Die Stadt Schelesnogorsk, gegründet im Jahr 1957, wurde mit den Anstrengungen der Komsomol-Mitglieder erbaut. Bis 1990 gab es hier keinen einzigen orthodoxen Tempel. Die erste orthodoxe Gemeinde entstand 1989. Am 25. Januar 1990 wurde, mit der Segnung von Erzbischof Juvenal, die orthodoxe Gemeinde registriert und der Bau der Kirche zu Ehren aller Heiligen, die im russischen Land leuchteten, begonnen.
Der Bau der Kirche dauerte sieben Jahre und wurde durch Spenden der Gemeindemitglieder finanziert. Der erste Pfarrer und Leiter der Kirche war Priester Sergij Frolov, der seit 1994 auch der Dekan des Schelesnogorsk-Distrikts der Kursker Diözese ist. Während die Kirche gebaut wurde, hielt Vater Sergij Gottesdienste in einem Bauwagen ab.
Das Kirchengebäude ist zweigeschossig, mit Kellerräumen, und wurde aus Standardpaneelen und Metallkonstruktionen errichtet, die beim Bau von Mehrfamilienhäusern verwendet werden, während der Glockenturm aus Ziegeln gebaut ist. Die Kuppel, Bögen und Säulen sowie die Gewölbe im Inneren der Kirche sind von Hand aus Blähtonbeton gegossen. Die Kirche steht auf einer monolithischen Stahlbetonplatte ohne Fundament.
Der Hauptaltar der Kirche ist zu Ehren aller Heiligen, die im russischen Land leuchteten, geweiht. Das Altarfest der Kirche wird zwei Wochen nach Pfingsten gefeiert. Im ersten Stock befinden sich der Altar zu Ehren der Pochaev-Ikone der Gottesmutter, wo täglich Gottesdienste abgehalten werden, und der Altar zu Ehren des Apostels Andreas, wo die Taufe vollzogen wird. Die Pochaev-Ikone der Gottesmutter, eine der am meisten verehrten Reliquien der russischen Kirche, ist in der gesamten slawischen Welt bekannt. Sie wird in Russland, Bosnien, Serbien, Bulgarien und anderen Ländern verehrt. Die Ikone gilt als Schutzpatronin für die zwischen dem 24. September und dem 23. Oktober Geborenen. Der heilige Apostel Andreas war der erste der Apostel, der Jesus folgte, und starb den Märtyrertod am Kreuz, das seitdem als Andreas-Kreuz bezeichnet wird.
An der Kirche der Allerheiligsten gibt es eine orthodoxe Sonntagsschule, die von Kindergruppen verschiedener Altersstufen besucht wird. Es finden auch wöchentliche Kurse für erwachsene Gemeindemitglieder statt, und es gibt eine Bibliothek.

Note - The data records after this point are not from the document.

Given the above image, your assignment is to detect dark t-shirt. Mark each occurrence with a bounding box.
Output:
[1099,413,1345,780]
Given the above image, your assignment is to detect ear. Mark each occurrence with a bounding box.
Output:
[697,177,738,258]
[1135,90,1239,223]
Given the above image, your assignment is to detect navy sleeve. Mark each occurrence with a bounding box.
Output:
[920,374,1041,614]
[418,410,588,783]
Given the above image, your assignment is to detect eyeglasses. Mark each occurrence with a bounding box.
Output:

Auf dem Gelände der Kirche ist der Mönch und Priester Filaret beigesetzt. Auf Initiative von Vater Sergij wurde auch ein Stadtbewohner, der aktiv am Bau beteiligt war, auf dem Kirchgelände beigesetzt. Hier fand Gennadij Vehlov, bekannt als Wohltäter und Mäzen, seine letzte Ruhe.
Seit der Fertigstellung des Baus finden täglich Gottesdienste in der Kirche statt. An Sonntagen und Feiertagen werden zwei Göttliche Liturgien gefeiert.
Neben der Kirche der Allerheiligsten befindet sich eine alte Reliquie, die Quelle des Heiligen Tikhon von Amathus. Vor über 400 Jahren erschien hier das wundertätige Bild des Heiligen Tikhon. Im Jahr 2001 wurde die Quelle durch die Bemühungen der Gemeinde und der Stadtverwaltung instand gesetzt. Jährlich findet ein Kreuzweg von der Kirche zur Quelle statt.
Im Jahr 1996 wurde in die Kirche das wundertätige Bild des Heiligen Nikolaus von Myra gebracht, das an einem Kreuzweg von Odessa nach Moskau teilgenommen hatte. Im Jahr 2005 wurde ein Reliquiar mit den Gebeinen der Heiligen vom Berg Athos in die Kirche gebracht.